Kuehle Reinald, Ringwald Friedemann, Bouffleur Frederic, Hagen Niclas, Schaufelberger Matthias, Nahm Werner, Hoffmann Jürgen, Freudlsperger Christian, Engel Michael, Eisenmann Urs
Department of Oral and Maxillofacial Surgery, University of Heidelberg, 69120 Heidelberg, Germany.
Institute of Medical Informatics, University of Heidelberg, 69120 Heidelberg, Germany.
J Clin Med. 2023 Nov 14;12(22):7082. doi: 10.3390/jcm12227082.

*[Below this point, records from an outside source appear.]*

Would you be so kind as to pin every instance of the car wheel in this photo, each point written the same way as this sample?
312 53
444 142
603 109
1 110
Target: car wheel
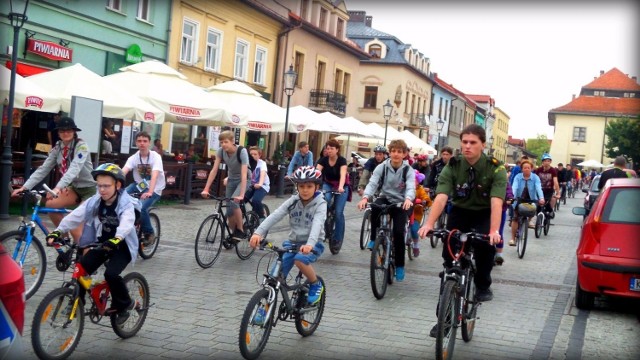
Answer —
584 300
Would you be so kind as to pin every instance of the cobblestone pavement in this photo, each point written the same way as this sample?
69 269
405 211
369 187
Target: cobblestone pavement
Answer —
197 312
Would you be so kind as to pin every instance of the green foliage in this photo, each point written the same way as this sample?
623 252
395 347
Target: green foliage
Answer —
539 145
622 138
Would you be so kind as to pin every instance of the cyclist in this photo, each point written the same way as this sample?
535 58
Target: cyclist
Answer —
396 182
260 183
302 157
71 155
549 179
334 173
379 155
148 180
238 173
307 211
526 186
478 184
108 219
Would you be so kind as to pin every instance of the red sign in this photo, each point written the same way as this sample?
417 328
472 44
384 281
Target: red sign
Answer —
49 50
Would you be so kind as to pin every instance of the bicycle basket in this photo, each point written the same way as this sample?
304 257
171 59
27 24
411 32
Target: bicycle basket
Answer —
528 210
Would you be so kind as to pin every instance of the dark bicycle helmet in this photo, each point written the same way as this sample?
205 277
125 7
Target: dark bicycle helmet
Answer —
306 174
110 169
380 148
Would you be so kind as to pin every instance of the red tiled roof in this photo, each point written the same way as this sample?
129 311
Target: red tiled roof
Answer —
613 79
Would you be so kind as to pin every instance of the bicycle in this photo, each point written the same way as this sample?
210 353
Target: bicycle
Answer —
19 242
260 314
382 266
211 234
145 249
330 225
457 307
58 322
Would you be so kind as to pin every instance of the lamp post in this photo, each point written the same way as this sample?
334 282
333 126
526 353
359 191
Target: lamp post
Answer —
289 87
386 109
17 20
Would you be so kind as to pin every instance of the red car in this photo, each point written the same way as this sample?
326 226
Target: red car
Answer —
609 251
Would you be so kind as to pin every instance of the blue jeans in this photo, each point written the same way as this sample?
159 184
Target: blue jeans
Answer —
341 201
145 221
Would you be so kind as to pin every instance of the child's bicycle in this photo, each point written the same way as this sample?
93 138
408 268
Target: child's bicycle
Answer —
262 312
19 242
59 319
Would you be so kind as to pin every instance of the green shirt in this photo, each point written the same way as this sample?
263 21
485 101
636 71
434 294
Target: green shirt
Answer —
490 181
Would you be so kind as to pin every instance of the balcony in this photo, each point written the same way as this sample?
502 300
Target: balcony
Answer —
327 100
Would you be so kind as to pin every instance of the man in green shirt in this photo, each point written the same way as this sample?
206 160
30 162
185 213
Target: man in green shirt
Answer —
478 185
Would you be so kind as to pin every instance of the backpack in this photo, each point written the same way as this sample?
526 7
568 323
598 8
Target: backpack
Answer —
384 173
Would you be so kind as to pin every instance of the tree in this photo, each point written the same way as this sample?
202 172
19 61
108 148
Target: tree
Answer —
539 145
622 138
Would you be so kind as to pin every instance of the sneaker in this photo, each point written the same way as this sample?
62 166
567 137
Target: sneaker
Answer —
123 315
258 318
484 295
315 292
399 274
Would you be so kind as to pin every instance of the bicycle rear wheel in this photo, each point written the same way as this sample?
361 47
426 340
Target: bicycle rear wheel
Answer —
447 318
57 325
365 229
209 241
138 289
256 324
309 316
251 223
35 262
379 271
470 308
145 250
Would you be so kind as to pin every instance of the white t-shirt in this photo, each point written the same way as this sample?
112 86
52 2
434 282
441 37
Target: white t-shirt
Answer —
143 167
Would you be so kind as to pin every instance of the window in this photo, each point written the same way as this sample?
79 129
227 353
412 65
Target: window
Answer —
212 60
260 66
242 55
370 97
143 10
189 41
299 68
114 5
580 134
375 51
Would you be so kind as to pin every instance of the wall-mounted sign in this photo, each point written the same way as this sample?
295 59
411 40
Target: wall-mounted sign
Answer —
49 50
133 54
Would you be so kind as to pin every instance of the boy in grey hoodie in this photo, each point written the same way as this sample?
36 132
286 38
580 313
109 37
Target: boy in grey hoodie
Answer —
396 181
307 212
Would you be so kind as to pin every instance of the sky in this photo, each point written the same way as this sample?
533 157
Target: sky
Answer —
529 56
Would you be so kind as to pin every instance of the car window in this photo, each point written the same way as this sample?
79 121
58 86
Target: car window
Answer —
622 206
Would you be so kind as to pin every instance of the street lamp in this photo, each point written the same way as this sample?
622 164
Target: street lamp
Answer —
17 20
386 109
289 87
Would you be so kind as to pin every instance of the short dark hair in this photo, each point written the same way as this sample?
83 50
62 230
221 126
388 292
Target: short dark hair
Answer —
475 129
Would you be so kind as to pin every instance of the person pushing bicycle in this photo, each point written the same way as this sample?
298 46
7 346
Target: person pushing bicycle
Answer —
307 212
479 185
397 183
108 219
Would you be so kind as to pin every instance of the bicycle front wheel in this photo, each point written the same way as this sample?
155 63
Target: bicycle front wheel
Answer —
138 289
378 267
251 223
309 316
256 324
365 229
35 262
147 250
209 241
57 324
447 318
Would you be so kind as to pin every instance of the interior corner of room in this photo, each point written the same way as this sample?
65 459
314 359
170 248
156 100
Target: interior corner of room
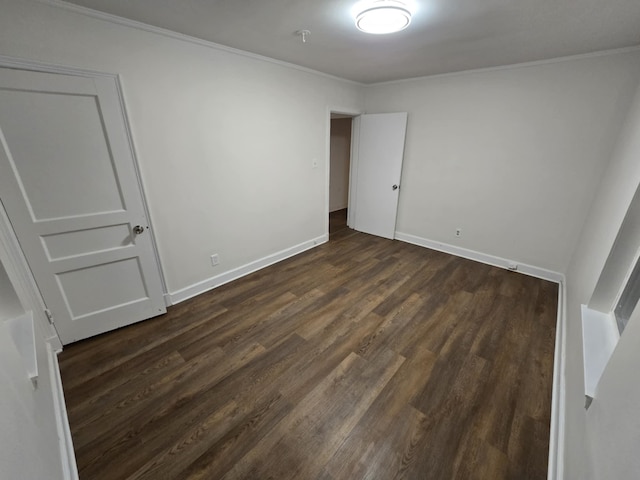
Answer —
234 163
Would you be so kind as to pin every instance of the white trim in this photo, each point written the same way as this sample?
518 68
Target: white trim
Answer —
167 300
24 64
226 277
21 278
8 61
481 257
555 469
569 58
345 111
143 195
67 456
107 17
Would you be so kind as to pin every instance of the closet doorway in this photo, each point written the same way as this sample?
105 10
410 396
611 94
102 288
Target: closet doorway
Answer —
339 168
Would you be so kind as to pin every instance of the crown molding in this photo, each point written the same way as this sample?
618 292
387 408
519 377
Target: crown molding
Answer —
108 17
569 58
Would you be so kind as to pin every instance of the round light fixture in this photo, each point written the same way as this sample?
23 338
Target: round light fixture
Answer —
384 16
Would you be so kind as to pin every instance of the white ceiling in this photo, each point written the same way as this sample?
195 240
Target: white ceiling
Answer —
444 36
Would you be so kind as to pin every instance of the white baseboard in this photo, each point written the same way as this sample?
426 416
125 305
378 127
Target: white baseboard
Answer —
67 455
481 257
226 277
558 400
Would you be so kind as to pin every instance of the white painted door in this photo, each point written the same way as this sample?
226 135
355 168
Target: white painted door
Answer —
70 188
377 162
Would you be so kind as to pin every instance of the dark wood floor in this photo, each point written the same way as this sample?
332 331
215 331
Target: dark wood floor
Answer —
362 358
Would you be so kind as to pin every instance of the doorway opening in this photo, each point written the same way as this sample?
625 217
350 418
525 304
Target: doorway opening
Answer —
339 171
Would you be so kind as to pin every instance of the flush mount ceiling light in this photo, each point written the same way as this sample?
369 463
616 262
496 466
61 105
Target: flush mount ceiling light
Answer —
383 16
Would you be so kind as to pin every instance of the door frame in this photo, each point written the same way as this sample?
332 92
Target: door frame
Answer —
354 113
34 66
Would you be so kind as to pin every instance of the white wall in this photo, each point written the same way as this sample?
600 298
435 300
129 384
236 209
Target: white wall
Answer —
512 156
225 142
339 163
602 442
29 441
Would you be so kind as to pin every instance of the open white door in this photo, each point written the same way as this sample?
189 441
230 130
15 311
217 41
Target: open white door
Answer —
376 169
69 186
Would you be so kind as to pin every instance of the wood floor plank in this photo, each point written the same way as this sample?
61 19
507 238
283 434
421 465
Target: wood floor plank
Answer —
363 358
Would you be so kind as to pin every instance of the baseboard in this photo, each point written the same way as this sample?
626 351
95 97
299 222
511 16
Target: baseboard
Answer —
558 399
226 277
481 257
67 455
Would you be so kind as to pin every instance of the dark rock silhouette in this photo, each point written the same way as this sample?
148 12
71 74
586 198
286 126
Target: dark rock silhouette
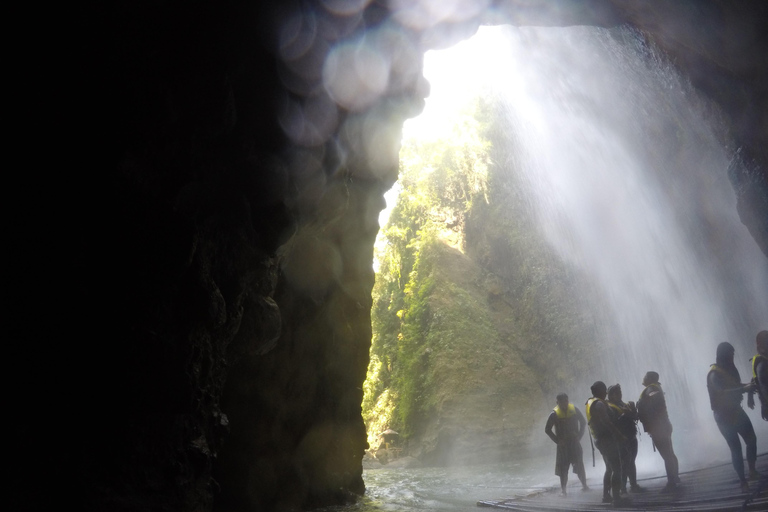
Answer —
190 272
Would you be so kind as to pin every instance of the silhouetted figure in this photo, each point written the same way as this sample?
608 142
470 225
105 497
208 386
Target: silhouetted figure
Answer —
652 413
760 372
725 396
569 425
627 425
602 423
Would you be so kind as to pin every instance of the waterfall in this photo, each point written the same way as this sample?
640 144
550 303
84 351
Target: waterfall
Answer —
627 173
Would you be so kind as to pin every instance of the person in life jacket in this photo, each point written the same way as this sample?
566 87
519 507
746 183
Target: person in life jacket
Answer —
652 413
569 425
760 372
602 423
627 424
725 396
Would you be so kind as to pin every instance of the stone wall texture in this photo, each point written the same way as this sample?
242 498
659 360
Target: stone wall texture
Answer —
190 276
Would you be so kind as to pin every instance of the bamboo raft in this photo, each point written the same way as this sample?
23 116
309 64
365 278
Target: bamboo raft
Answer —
710 489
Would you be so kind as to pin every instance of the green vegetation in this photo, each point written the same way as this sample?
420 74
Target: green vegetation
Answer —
475 321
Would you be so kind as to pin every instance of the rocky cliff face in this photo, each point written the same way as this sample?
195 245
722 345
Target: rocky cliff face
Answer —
190 293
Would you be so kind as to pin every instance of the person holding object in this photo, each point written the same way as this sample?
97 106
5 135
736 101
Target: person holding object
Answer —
602 423
760 372
627 424
652 413
569 425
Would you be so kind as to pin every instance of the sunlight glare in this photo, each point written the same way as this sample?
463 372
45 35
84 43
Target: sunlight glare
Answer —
457 75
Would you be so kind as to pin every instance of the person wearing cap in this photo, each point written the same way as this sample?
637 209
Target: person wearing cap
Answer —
569 425
760 372
627 424
725 396
602 423
652 413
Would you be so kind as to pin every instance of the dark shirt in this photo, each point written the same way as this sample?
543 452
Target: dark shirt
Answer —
725 391
626 421
602 420
566 429
652 411
761 371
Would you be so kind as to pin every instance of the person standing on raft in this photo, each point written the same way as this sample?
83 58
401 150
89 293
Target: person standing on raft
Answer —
725 396
602 423
652 413
569 425
760 372
627 424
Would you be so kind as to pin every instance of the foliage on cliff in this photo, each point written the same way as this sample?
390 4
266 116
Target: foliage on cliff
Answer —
474 325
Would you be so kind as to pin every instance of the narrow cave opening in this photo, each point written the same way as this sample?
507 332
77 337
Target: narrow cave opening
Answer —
190 274
551 191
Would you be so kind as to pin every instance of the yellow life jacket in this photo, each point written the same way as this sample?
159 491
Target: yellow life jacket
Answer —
755 360
589 407
570 411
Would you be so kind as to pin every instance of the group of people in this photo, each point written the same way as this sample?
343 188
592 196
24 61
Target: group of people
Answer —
613 425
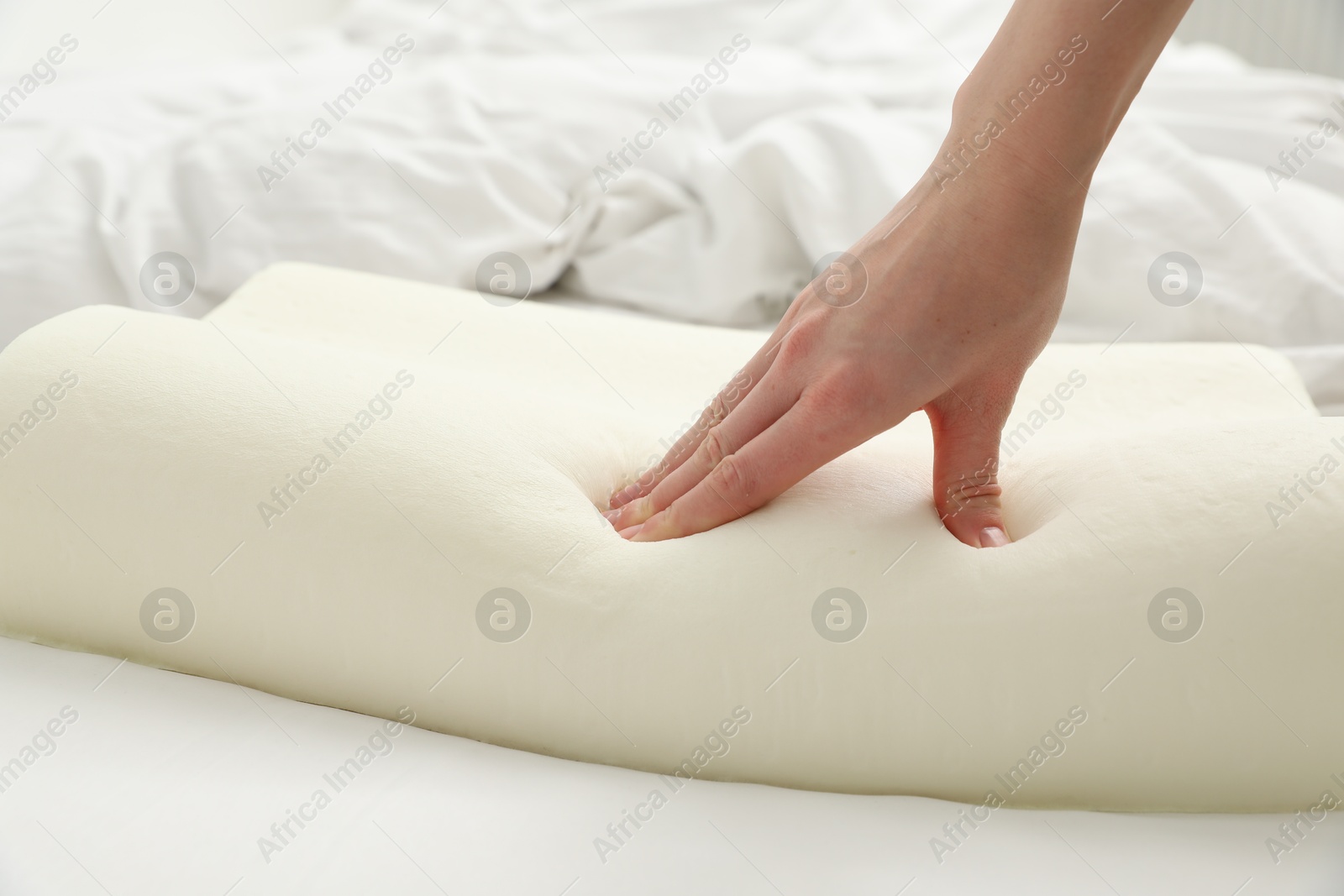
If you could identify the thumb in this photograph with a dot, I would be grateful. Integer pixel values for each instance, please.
(965, 468)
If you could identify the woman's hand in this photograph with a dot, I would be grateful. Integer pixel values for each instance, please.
(940, 308)
(944, 304)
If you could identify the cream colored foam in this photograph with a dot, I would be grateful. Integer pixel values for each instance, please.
(365, 591)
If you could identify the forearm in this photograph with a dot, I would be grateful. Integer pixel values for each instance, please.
(1054, 85)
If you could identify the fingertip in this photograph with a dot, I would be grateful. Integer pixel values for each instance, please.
(994, 537)
(654, 530)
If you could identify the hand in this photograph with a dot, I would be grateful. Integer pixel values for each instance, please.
(940, 308)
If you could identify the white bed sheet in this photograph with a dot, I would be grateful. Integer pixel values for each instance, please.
(165, 783)
(487, 136)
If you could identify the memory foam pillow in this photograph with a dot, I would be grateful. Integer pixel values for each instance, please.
(380, 496)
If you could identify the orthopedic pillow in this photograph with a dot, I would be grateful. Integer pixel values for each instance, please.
(375, 495)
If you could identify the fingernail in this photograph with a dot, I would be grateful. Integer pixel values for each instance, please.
(992, 537)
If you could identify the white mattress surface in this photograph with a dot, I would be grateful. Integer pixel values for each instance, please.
(165, 785)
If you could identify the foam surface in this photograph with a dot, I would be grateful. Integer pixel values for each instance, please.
(365, 590)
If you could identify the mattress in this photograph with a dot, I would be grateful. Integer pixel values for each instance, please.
(167, 783)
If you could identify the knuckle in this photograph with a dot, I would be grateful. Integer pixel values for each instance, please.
(732, 479)
(800, 342)
(716, 448)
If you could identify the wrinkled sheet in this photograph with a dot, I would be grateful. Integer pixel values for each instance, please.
(486, 137)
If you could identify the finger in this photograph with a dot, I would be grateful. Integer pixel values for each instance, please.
(717, 411)
(759, 410)
(965, 473)
(786, 452)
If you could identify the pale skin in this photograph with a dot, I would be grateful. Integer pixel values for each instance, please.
(965, 280)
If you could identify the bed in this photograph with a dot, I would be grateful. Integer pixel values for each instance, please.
(172, 783)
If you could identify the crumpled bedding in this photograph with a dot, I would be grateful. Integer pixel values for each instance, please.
(487, 134)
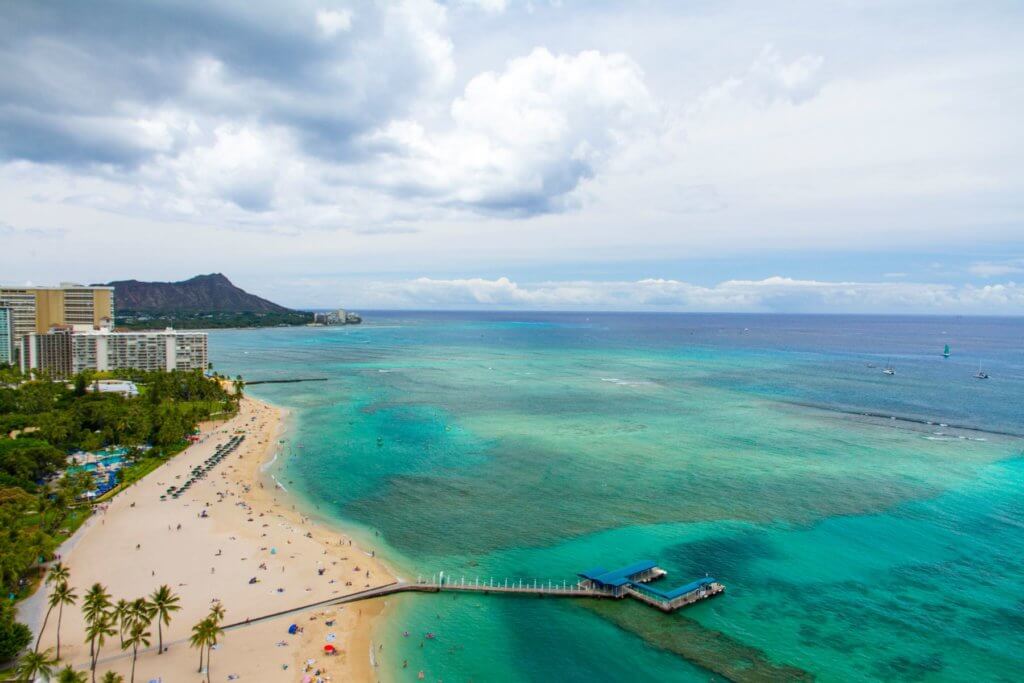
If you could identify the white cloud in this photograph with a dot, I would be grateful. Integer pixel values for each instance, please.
(995, 269)
(333, 22)
(771, 294)
(494, 6)
(525, 137)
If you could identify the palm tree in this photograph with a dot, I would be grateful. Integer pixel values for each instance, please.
(57, 574)
(213, 635)
(61, 595)
(94, 604)
(122, 617)
(201, 634)
(217, 612)
(69, 675)
(165, 602)
(35, 665)
(137, 636)
(96, 633)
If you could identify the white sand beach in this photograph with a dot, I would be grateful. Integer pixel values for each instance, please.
(252, 529)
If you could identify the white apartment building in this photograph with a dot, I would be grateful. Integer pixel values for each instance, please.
(102, 349)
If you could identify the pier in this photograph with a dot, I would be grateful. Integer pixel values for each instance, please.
(288, 381)
(632, 582)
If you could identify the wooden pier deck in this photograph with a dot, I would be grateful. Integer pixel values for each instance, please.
(528, 588)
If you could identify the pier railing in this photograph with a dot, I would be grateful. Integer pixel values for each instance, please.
(508, 585)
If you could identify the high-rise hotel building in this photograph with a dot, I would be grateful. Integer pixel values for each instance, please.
(39, 308)
(6, 337)
(67, 350)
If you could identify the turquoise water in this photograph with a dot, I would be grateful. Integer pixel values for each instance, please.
(854, 547)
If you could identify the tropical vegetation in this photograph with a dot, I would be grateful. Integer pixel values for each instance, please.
(43, 421)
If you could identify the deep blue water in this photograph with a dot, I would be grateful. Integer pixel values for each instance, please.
(854, 547)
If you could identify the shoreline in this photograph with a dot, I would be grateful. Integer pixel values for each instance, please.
(233, 539)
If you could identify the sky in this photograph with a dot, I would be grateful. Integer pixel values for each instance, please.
(826, 156)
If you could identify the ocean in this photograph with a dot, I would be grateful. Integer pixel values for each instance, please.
(866, 526)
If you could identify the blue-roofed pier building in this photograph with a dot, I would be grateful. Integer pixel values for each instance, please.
(633, 581)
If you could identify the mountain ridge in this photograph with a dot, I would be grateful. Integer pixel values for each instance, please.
(212, 293)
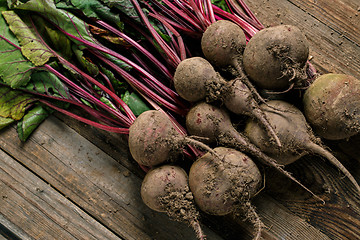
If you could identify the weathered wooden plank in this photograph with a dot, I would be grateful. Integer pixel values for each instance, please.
(11, 231)
(330, 50)
(343, 16)
(93, 180)
(278, 219)
(339, 218)
(38, 210)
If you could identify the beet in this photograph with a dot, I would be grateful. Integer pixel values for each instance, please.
(332, 106)
(295, 135)
(166, 189)
(195, 79)
(223, 43)
(226, 185)
(153, 139)
(214, 124)
(275, 58)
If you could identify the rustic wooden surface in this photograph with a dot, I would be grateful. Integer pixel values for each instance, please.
(70, 181)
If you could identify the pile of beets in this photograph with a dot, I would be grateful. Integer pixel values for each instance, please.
(231, 79)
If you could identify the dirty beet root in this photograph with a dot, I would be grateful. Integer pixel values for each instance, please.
(295, 134)
(153, 139)
(223, 44)
(275, 58)
(166, 189)
(214, 124)
(226, 185)
(195, 79)
(332, 106)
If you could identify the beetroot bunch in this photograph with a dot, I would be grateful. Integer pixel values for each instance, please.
(224, 83)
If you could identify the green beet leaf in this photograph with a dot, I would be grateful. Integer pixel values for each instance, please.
(13, 103)
(15, 69)
(47, 83)
(31, 121)
(135, 103)
(91, 9)
(5, 122)
(31, 45)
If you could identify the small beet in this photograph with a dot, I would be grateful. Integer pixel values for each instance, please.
(226, 185)
(223, 43)
(153, 139)
(332, 106)
(214, 124)
(275, 58)
(195, 79)
(295, 134)
(166, 189)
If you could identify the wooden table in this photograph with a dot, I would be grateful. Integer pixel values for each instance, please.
(70, 181)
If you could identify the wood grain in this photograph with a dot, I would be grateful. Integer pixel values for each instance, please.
(38, 210)
(331, 52)
(340, 16)
(93, 180)
(339, 218)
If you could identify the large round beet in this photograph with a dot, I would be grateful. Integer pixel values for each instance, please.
(275, 57)
(223, 43)
(219, 187)
(332, 106)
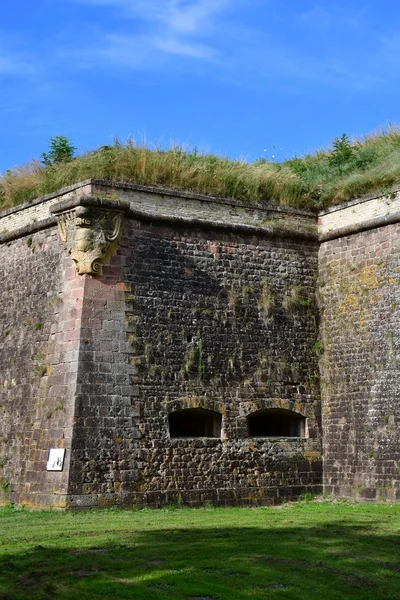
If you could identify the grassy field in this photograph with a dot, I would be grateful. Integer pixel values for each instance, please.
(348, 169)
(313, 551)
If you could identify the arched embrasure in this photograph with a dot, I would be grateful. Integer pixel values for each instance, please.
(195, 422)
(275, 422)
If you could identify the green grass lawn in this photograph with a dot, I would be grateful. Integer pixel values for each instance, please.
(310, 550)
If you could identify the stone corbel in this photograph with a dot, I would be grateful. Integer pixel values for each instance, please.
(91, 228)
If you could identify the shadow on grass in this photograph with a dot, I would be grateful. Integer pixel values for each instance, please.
(328, 561)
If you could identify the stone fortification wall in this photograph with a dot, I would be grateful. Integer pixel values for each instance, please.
(360, 309)
(197, 319)
(34, 415)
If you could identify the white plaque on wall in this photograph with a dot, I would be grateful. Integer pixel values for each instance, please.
(55, 459)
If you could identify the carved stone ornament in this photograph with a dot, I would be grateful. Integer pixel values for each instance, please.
(91, 234)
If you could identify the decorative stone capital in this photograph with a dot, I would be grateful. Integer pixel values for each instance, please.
(91, 232)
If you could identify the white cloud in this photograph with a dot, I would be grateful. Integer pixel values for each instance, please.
(180, 16)
(169, 28)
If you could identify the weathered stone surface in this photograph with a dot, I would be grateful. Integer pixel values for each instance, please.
(360, 315)
(220, 315)
(91, 233)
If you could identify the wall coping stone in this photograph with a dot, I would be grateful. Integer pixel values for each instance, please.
(267, 220)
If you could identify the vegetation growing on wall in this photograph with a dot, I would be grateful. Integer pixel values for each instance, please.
(313, 181)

Positional cranial deformities are a common finding in toddlers, yet differentiation from craniosynostosis can be challenging. The aim of this study was to train convolutional neural networks (CNNs) to classify craniofacial deformities based on 2D images generated using photogrammetry as a radiation-free imaging technique. A total of 487 patients with photogrammetry scans were included in this retrospective cohort study: children with craniosynostosis (n = 227), positional deformities (n = 206), and healthy children (n = 54). Three two-dimensional images were extracted from each photogrammetry scan. The datasets were divided into training, validation, and test sets. During the training, fine-tuned ResNet-152s were utilized. The performance was quantified using tenfold cross-validation. For the detection of craniosynostosis, sensitivity was at 0.94 with a specificity of 0.85. Regarding the differentiation of the five existing classes (trigonocephaly, scaphocephaly, positional plagiocephaly left, positional plagiocephaly right, and healthy), sensitivity ranged from 0.45 (positional plagiocephaly left) to 0.95 (scaphocephaly) and specificity ranged from 0.87 (positional plagiocephaly right) to 0.97 (scaphocephaly). We present a CNN-based approach to classify craniofacial deformities on two-dimensional images with promising results. A larger dataset would be required to identify rarer forms of craniosynostosis as well. The chosen 2D approach enables future applications for digital cameras or smartphones.
颅骨位置性畸形在幼儿中很常见,但与颅缝早闭的鉴别可能具有挑战性。本研究的目的是训练卷积神经网络(CNN),以基于使用摄影测量法生成的二维图像对颅面畸形进行分类,摄影测量法是一种无辐射成像技术。本回顾性队列研究共纳入487例接受摄影测量扫描的患者:颅缝早闭患儿(n = 227)、位置性畸形患儿(n = 206)和健康儿童(n = 54)。从每次摄影测量扫描中提取三张二维图像。数据集被分为训练集、验证集和测试集。在训练过程中,使用了微调后的ResNet - 152。使用十折交叉验证对性能进行量化。对于颅缝早闭的检测,灵敏度为0.94,特异性为0.85。关于五种现有类别(三角头畸形、舟状头畸形、左侧位置性斜头畸形、右侧位置性斜头畸形和健康)的鉴别,灵敏度范围为0.45(左侧位置性斜头畸形)至0.95(舟状头畸形),特异性范围为0.87(右侧位置性斜头畸形)至0.97(舟状头畸形)。我们提出了一种基于CNN的方法,用于对二维图像上的颅面畸形进行分类,结果很有前景。识别罕见形式的颅缝早闭也需要更大的数据集。所选择的二维方法为数码相机或智能手机的未来应用提供了可能。